A much better solution was to wait for an idle bus. Again, the timing here is very critical. It turned out that a good compromise was to wait for 10-10.5µs, since this is the time it would have taken the function to send an ACK response, had it interpreted the last packet correctly.

Above you can see the bus traffic for an interrupt-free V-USB according to the idea above. Instead of waiting for free time on the bus, it simply calls usbpoll() after every successfully received packet. If a collision was detected it will wait for an idle bus to resynch.
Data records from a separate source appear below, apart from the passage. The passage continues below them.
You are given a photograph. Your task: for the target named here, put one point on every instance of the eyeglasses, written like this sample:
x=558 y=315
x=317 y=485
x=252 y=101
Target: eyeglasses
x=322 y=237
The bus can be stalled by up to 90 µs using this trick, since the minimum packet length is 45 µs and up to two packets may time out.
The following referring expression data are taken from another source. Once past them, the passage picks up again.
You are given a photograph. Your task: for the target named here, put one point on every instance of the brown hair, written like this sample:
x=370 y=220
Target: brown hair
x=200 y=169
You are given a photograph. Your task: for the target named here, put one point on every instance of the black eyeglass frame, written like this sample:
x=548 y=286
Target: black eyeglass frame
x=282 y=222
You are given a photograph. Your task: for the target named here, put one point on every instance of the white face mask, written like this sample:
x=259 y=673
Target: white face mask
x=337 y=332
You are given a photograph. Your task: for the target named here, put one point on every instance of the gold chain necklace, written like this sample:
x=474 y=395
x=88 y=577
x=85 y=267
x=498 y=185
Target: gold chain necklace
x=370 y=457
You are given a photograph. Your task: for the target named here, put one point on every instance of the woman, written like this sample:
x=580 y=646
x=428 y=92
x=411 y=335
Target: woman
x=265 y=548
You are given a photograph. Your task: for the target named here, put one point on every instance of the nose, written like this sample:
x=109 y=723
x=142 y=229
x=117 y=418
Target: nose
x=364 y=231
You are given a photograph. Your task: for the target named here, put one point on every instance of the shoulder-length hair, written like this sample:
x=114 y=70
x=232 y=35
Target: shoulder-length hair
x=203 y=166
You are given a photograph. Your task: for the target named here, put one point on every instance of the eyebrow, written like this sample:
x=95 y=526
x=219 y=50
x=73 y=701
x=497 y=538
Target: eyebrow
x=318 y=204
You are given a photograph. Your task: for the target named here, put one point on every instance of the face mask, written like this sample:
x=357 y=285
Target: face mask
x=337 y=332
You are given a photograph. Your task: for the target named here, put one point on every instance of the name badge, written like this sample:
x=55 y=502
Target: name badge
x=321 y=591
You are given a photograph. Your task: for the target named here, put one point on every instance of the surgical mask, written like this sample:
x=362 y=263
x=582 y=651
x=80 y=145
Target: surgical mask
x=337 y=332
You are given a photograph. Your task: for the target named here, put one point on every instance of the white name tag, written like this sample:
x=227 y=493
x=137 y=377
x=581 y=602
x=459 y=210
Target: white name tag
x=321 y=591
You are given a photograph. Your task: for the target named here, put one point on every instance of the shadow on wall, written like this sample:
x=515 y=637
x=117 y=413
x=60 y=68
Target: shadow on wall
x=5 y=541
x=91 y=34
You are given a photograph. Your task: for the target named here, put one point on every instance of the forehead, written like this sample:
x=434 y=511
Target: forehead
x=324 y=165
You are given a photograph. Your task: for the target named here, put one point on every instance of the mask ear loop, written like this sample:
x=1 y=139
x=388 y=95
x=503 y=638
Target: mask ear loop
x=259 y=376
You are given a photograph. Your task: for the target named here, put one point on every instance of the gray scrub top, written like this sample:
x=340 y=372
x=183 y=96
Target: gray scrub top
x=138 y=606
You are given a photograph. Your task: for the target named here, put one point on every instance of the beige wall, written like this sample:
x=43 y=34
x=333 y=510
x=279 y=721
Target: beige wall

A very interesting side effect of this hack is, that the transmission is much faster than with the interrupt-based V-USB, because each data packet only needs to be resent 1-2 times instead of >10 times when the NACKing is used as above.
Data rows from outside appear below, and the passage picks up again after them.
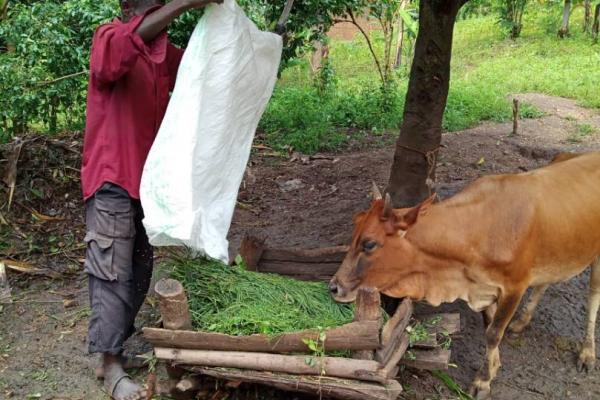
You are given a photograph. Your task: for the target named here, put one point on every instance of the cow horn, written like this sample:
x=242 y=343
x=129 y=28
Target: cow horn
x=376 y=193
x=387 y=207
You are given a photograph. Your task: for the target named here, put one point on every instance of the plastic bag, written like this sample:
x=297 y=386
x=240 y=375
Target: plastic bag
x=196 y=165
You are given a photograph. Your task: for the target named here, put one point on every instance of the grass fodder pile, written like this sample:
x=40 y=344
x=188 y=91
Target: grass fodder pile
x=235 y=301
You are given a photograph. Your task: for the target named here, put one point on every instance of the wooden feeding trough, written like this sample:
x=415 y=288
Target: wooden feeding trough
x=286 y=361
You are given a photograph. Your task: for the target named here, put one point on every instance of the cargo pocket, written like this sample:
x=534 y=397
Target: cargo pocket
x=114 y=217
x=99 y=256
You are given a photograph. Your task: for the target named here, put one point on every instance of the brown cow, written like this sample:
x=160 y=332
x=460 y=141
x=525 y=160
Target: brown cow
x=486 y=245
This is the inner loop of an interrupt-free V-USB implementation:

do {
       // Wait for data packet and call tranceiver                       
        do {
          if (USB_INTR_PENDING & (1<<USB_INTR_PENDING_BIT)) {
          USB_INTR_VECTOR();  // clears INT_PENDING (See se0: in asmcommon.inc)
          break;
        } while(1);
       // Parse data packet and construct response
       usbpoll();

       // Check if a data packet was missed. If yes, wait for idle bus.
       if (USB_INTR_PENDING & (1<<USB_INTR_PENDING_BIT))  
       {        
          uint8_t ctr;

          // loop takes 5 cycles
          asm volatile(      
          "         ldi  %0,%1 \n\t"        
          "loop%=:  sbic %2,%3  \n\t"        
          "         ldi  %0,%1  \n\t"
          "         subi %0,1   \n\t"        
          "         brne loop%= \n\t"   
          : "=&d" (ctr)
          :  "M" ((uint8_t)(10.0f*(F_CPU/1.0e6f)/5.0f+0.5)), "I" (_SFR_IO_ADDR(USBIN)), "M" (USB_CFG_DPLUS_BIT)
          );       
         USB_INTR_PENDING = 1<
   } while(1);

Are we done yet? There are some minor other things that popped up:

• Handling of a bus reset is not efficiently done in usbpoll() anymore, since it is only called upon received a packet. Instead the detection of a reset also had to be moved into the main polling loop.
• SETUP and OUT are immediately followed by a DATA packet. V-USB has special code to handle this situation, however this detection sometimes failed when the gap between the packets was too long. This is not a problem with interrupts, because they can be “stacked”. In the interrupt-free case additional code had to be inserted before “handleSetupOrOut” in asmcommon.inc
• Since packets are received and parsed in order, it is not necessary anymore to have a double-buffered RX-buffer. Removing it saves some memory.

You can find the full implementation in the testing branch of Micronucleus V2 right now. But be aware that this is an actively developed version, so things may change. So far, this implementation has been tested by multiple people and was found to be stable. Micronucleus V2 will be released once multiple-device support is done.

Edit: Nice, looks like this made it to Hackaday! In light of that I’d like to add that Micronucleus V2 is not yet ready for release. If you just want a nice, small, bootloader for the ATtiny85, I would suggest you try the current release,  Micronucleus V1.11.